Filoni aveva già diretto il pilota e il quinto capitolo – del quale aveva anche scritto la sceneggiatura –, e proprio quest’ultimo episodio è forse quello meno riuscito della serie, penalizzato principalmente dalla pessima interpretazione di Jake Cannavale. “The Jedi” è invece l’esatto opposto e con molta probabilità la miglior puntata vista finora e una delle massime espressioni del potenziale narrativo di Star Wars, con Filoni nella miglior forma possibile, alle prese con tematiche e dinamiche a lui più affini che “The Gunslinger” semplicemente non permetteva di far emergere.
Si nota subito la grande influenza degli insegnamenti di George Lucas che passa dall’atmosfera, dal ritmo e dall’estetica che rimandano al cinema di Kurosawa – nello specifico Yojimbo e Il trono di sangue –, una delle massime fonti di ispirazione della saga. Jon Favreau ha intelligentemente voluto Filoni al suo fianco per portare sul piccolo schermo Star Wars; non c’è infatti nessuno al momento che abbia dimostrato di saper continuare la visione di Lucas come lui. Il tutto nasce da un amore profondo per la saga e tutto quello che la riguarda, e la capacità di trovare il significato più nascosto di ogni suo aspetto. È diventato abbastanza celebre un suo intervento nel finale della seconda puntata di Gallery: The Mandalorian, in cui dà una perfetta lettura dei prequel e dei primi sei film della saga attraverso l’analisi di Duel of the Fates.

C’è una grande differenza tra vedere Wedge Antilles per pochi istanti in L’ascesa di Skywalker e quello che è all’opera qui. Ahsoka aiuta Din ad accettare il suo ruolo di padre e ci permette di vedere baby Yoda – il cui nome ci è finalmente rivelato: Grogu – come un essere senziente, con un passato difficile, impaurito e, come molti, alla ricerca di stabilità ed equilibrio.
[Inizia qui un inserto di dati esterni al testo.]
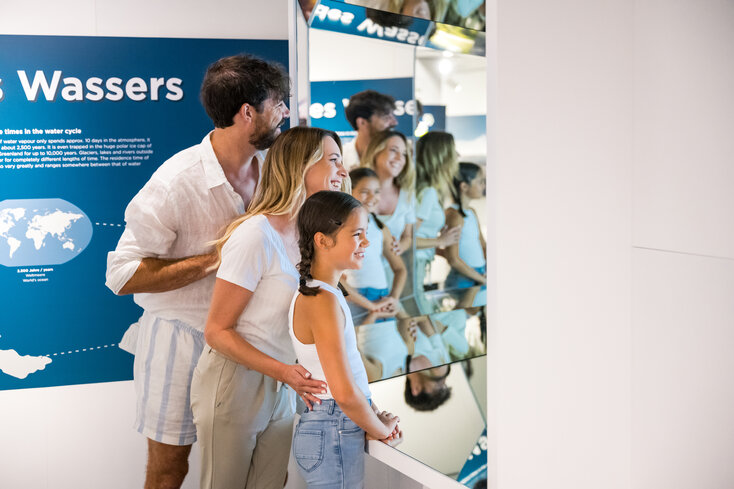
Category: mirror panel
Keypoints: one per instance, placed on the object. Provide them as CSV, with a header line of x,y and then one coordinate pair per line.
x,y
449,437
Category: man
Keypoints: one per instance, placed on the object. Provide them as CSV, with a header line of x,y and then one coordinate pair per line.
x,y
164,258
368,112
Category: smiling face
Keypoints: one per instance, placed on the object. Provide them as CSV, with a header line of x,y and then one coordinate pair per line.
x,y
268,122
367,191
476,188
347,248
328,173
391,160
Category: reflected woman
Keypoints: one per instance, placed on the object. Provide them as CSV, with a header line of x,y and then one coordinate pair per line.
x,y
467,257
436,165
242,394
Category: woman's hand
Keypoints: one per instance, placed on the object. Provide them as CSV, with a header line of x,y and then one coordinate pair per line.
x,y
299,379
390,421
449,236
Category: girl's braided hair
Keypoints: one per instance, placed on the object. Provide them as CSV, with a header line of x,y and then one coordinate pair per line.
x,y
324,212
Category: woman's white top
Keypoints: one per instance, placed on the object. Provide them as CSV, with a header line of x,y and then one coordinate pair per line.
x,y
403,214
431,214
255,258
470,246
382,342
309,357
372,273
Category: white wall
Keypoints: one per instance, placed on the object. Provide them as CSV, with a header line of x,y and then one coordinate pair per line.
x,y
79,437
614,207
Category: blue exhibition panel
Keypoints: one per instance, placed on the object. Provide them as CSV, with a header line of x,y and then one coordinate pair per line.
x,y
84,122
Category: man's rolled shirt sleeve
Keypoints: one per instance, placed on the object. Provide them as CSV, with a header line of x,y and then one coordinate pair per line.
x,y
150,232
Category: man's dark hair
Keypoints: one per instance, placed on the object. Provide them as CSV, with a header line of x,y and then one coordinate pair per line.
x,y
365,104
241,79
425,401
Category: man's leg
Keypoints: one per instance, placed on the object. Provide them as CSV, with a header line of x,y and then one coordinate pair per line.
x,y
167,465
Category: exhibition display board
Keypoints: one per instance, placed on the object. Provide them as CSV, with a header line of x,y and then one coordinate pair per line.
x,y
84,122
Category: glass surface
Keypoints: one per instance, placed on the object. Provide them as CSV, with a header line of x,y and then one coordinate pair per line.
x,y
443,421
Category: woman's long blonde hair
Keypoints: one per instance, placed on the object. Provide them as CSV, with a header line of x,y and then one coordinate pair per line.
x,y
436,162
282,186
378,143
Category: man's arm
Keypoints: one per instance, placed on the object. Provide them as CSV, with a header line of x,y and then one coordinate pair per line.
x,y
158,275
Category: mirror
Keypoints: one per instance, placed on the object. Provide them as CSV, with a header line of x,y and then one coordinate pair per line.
x,y
443,416
433,338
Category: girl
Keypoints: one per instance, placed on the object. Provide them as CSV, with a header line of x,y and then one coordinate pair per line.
x,y
388,156
370,292
242,411
468,265
328,444
436,165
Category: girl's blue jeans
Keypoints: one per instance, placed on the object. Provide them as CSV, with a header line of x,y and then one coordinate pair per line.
x,y
329,448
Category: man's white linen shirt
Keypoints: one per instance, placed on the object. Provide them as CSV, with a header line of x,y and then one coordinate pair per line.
x,y
185,205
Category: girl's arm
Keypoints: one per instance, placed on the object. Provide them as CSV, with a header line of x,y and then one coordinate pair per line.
x,y
400,273
453,218
228,302
406,239
322,315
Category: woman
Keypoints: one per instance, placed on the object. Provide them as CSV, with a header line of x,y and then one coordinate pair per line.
x,y
436,165
242,391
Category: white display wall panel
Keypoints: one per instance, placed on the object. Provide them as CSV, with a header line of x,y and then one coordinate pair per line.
x,y
563,180
684,126
683,359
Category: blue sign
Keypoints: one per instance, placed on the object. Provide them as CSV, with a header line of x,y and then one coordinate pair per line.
x,y
84,122
329,98
357,20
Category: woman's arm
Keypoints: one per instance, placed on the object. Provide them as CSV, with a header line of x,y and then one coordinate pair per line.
x,y
446,237
400,273
228,302
454,219
322,315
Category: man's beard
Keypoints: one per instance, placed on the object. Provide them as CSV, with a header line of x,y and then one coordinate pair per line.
x,y
262,138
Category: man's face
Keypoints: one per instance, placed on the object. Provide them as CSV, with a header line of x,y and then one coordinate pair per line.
x,y
381,121
268,122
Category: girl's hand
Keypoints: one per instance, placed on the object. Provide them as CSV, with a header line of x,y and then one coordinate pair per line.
x,y
388,304
395,246
449,236
299,379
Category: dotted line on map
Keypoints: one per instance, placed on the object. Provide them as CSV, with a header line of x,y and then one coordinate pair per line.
x,y
109,224
80,350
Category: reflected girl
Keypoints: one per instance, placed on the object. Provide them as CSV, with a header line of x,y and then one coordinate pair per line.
x,y
468,265
368,286
436,165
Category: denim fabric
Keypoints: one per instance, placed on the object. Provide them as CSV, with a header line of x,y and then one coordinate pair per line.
x,y
329,448
455,280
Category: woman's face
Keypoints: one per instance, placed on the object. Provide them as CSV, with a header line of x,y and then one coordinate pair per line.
x,y
367,191
391,160
328,173
476,188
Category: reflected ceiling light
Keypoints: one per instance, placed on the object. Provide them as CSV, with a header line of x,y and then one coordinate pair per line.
x,y
445,66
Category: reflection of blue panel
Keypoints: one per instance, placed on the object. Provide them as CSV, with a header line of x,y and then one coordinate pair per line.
x,y
329,98
475,467
352,19
64,311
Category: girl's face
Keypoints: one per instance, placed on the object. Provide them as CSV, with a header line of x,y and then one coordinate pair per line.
x,y
476,188
327,173
391,160
367,191
350,241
Ahsoka indica la nuova destinazione per Din e Grogu, ed è un luogo che permetterà alla piccola creatura di scegliere il suo destino: se intraprendere il cammino degli Jedi o diventare un Mandaloriano dipenderà da lui e non da Mando.

Durante lo scontro con Morgan Elsbeth, Ahsoka pronuncia un nome che per molti non significa nulla. Thrawn era un grande ammiraglio imperiale, un brillante stratega, e l’unico alieno tra le fila dell’Impero. Apparso per la prima volta nel romanzo L’Erede dell’Impero di Timothy Zahn nel 1991, è stato riportato nel canon grazie a Dave Filoni nella terza stagione di Rebels, dove è rimasto fino al finale di serie prima di sparire nelle Unknown Regions insieme al protagonista dello show, lo Jedi Ezra Bridger. Negli ultimi minuti di quell’episodio, Ahsoka e la mandaloriana Sabine partono alla ricerca di Ezra, una scena che sembrava promettere un potenziale spin-off.
Il rimando a Thrawn in “The Jedi”, soprattutto considerando che è stato scritto e diretto da Filoni, appare come una conferma che, o in forma animata o in live-action, questa storia arriverà. L’unica domanda che sorge spontanea è se in questo momento storico Ahsoka e Sabine siano già partite nella loro ricerca o se la Togruta stia cercando Thrawn per altri motivi e l’incontro con Din e Grogu sia ciò che la porta a intraprendere quel cammino. Intanto non ci resta che sperare di rivedere il Chiss al più presto, magari insieme a Moff Gideon. E a proposito del grande antagonista della serie, ora che Mando è in possesso di un’asta di Beskar resistente alle spade laser, non è difficile immaginare uno scontro in cui verrà usata contro la Darksaber.

L’apprezzamento di questo episodio può sicuramente variare in base alla conoscenza di alcuni racconti meno noti di Star Wars, ma allo stesso tempo inserire personaggi come Ahsoka o, precedentemente, Bo-Katan, può portare lo spettatore a indagare sulle loro origini e recuperare la moltitudine di ottimi prodotti in cui appaiono. Alla fine, è un po’ quello che accade per la maggior parte delle persone che non sono cresciute leggendo i fumetti e che, dopo aver visto i film dell’MCU, decidono di approfondire le origini dei vari personaggi. Star Wars è un universo narrativo vastissimo che ha il difficile compito di soddisfare milioni di fan in tutto il mondo. Dopo una conclusione sottotono della saga degli Skywalker e la sensazione che il franchise avesse perso il controllo, grazie a episodi come “The Jedi” e a figure come Favreau e Filoni, la saga dimostra di avere ancora un enorme potenziale e di essere più viva che mai.